Related Studies

Early QA system


Early work in Open QA used search engines such as Google as the main information source. For example the AskMSR system developed in 2002, which mainly relies on the page ranking algorithms of search engines. As AskMSR only uses the summaries of the first three searching results as the knowledge source, there is a high probability for this pool of knowledge to miss the answer. Indeed, the response rate of AskMSR system is only about 50%, and overall accuracy is only 34.7%.

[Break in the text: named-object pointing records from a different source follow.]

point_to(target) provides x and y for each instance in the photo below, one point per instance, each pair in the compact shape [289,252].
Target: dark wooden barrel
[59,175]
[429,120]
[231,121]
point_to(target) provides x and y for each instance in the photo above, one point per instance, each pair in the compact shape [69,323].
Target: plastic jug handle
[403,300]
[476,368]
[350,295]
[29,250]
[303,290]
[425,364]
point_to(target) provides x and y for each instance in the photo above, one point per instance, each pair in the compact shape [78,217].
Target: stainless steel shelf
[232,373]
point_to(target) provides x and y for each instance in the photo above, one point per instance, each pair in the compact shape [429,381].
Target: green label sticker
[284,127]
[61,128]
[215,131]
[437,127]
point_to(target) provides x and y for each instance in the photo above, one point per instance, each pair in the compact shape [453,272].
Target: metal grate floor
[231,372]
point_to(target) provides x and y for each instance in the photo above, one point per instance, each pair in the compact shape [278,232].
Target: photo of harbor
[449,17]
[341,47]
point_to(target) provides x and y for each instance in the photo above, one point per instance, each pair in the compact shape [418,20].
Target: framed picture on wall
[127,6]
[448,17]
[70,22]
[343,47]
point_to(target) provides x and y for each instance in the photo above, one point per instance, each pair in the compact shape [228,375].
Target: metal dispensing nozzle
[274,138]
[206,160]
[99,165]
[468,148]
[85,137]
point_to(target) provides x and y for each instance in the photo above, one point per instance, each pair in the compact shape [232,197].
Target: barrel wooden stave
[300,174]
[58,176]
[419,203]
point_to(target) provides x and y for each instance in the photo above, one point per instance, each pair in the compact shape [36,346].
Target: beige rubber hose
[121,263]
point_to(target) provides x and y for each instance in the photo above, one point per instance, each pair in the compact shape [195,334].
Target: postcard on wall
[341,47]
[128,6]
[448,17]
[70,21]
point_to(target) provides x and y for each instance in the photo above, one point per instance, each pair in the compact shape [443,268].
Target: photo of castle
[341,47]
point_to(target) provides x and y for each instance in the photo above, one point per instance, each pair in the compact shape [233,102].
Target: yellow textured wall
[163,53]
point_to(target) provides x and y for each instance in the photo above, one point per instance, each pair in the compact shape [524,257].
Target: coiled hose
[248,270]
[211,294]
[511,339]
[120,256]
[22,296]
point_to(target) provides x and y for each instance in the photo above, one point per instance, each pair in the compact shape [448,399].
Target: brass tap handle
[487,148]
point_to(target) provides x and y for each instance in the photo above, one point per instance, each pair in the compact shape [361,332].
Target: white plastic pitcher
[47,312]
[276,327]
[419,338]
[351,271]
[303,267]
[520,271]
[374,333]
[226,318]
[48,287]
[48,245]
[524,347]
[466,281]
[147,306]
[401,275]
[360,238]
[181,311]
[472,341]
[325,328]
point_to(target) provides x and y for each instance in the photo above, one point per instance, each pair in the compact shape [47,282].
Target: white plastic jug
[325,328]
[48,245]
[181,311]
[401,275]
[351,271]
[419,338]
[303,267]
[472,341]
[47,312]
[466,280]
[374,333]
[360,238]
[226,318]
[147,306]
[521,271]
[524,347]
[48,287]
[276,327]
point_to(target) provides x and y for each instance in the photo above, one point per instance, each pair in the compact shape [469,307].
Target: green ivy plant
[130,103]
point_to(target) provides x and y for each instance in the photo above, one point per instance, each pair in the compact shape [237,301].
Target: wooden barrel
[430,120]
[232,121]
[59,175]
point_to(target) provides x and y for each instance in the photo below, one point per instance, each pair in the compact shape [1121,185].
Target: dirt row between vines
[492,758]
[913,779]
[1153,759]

Recent researches have been focusing on large, multi-domain KBs like YAGO2 and Freebase, which are mainly curated KBs. These KBs are attractive for QA because they contain highly precise knowledge with little redundancy, which enables QAs to answer questions accurately. However, these systems generally have limited recall, due to the incompleteness of curated KBs. The Paralex system is the first Open QA system to operate over OKB. It uses some learned templates that directly map questions to queries. As one my imagine, this simple method of mapping may result in queries that differ in meaning from the original question, or even don’t make sense.

Recent open QA system


Later a QA system, named OQA, which can be applied to both curated and open KBs, was developed by the same group of people [5]. This system utilizes a set of KBs, which enable it to combine knowledge extracted from different KBs. This technique also allows it to join multiple assertions to arrive at a single answer. Moreover, OQA also combines high-recall data mining techniques with high-precision, hand-written rules to obtain a query which more precisely represents the original question. However, it still have several problems. Firstly, it fails to fully utilize the contextual information to match the entities. Instead, matching is mainly done by approximate string matching, which is a low-accuracy method. Secondly, the machine learning model is not well trained. The ensemble method performs even worse than individual ones, which should not happen if the component estimators are cleverly combined. As a result, the precision and recall are still not high enough for it to be applicable.

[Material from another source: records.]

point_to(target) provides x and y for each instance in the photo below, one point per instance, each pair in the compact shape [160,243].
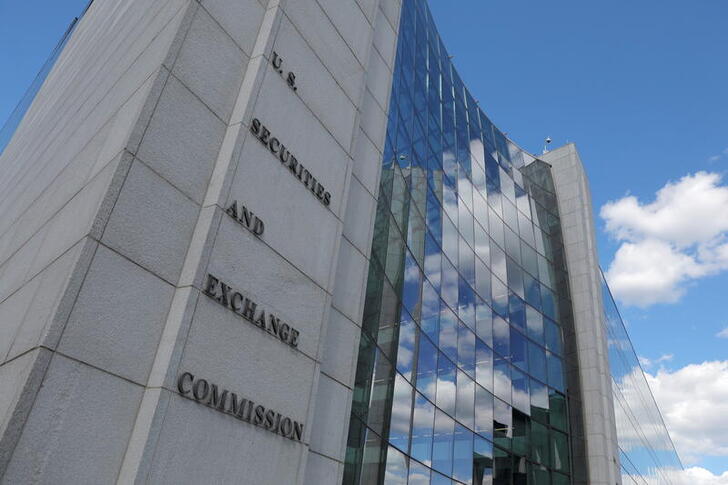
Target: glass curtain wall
[460,377]
[647,454]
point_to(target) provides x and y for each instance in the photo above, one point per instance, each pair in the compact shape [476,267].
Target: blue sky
[641,87]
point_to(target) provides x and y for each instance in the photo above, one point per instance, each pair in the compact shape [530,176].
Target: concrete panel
[241,19]
[157,241]
[210,64]
[245,263]
[118,317]
[182,140]
[78,428]
[201,445]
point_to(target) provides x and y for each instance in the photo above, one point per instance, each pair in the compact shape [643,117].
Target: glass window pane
[482,462]
[557,410]
[449,284]
[427,368]
[419,474]
[501,336]
[443,443]
[520,471]
[539,401]
[484,322]
[540,445]
[466,349]
[517,312]
[559,479]
[553,336]
[406,351]
[502,467]
[521,433]
[498,263]
[432,262]
[399,424]
[396,471]
[463,455]
[560,451]
[466,261]
[422,429]
[483,365]
[482,279]
[446,385]
[521,397]
[500,296]
[537,361]
[556,372]
[430,311]
[448,340]
[502,378]
[372,459]
[484,412]
[519,350]
[466,303]
[502,423]
[534,321]
[465,412]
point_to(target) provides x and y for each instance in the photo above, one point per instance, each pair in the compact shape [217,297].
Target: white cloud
[692,476]
[670,242]
[694,404]
[701,476]
[650,362]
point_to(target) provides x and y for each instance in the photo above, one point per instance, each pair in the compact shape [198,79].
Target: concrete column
[595,428]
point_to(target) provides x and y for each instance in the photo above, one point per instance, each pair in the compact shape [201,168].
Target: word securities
[286,157]
[249,310]
[227,402]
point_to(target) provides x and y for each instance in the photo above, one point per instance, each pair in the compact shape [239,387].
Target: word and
[245,217]
[228,402]
[277,62]
[249,310]
[286,157]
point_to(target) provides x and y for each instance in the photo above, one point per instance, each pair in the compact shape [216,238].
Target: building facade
[270,241]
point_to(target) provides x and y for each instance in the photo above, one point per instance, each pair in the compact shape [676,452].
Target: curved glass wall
[647,454]
[460,377]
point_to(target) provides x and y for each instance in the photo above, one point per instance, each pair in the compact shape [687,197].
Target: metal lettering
[269,416]
[294,337]
[217,400]
[235,301]
[210,285]
[197,393]
[260,321]
[297,431]
[274,324]
[287,158]
[224,297]
[246,217]
[259,415]
[283,333]
[215,397]
[249,309]
[286,427]
[255,126]
[232,211]
[181,383]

Current work of canonicalization


Currently no QA system is built on canonicalized KBs. There have been some works which focus on canonicalizing OKBs, and they mainly use the hierarchical agglomerative clustering (HAC) method to form clusters of assertions, based on some similarity functions to determine whether different assertions should be mapped to the same cluster. However, this process is extremely time-consuming, as the similarity measure is computed between massive pairs of assertions, and the iterative process never ends until a certain threshold of dissimilarity between clusters is reached. As the similarity function is also computed based on common substrings between different entities, it is also not accurate enough. With the low accuracy and efficiency in place, the current canonicalization methods cannot be directly used in building QA systems.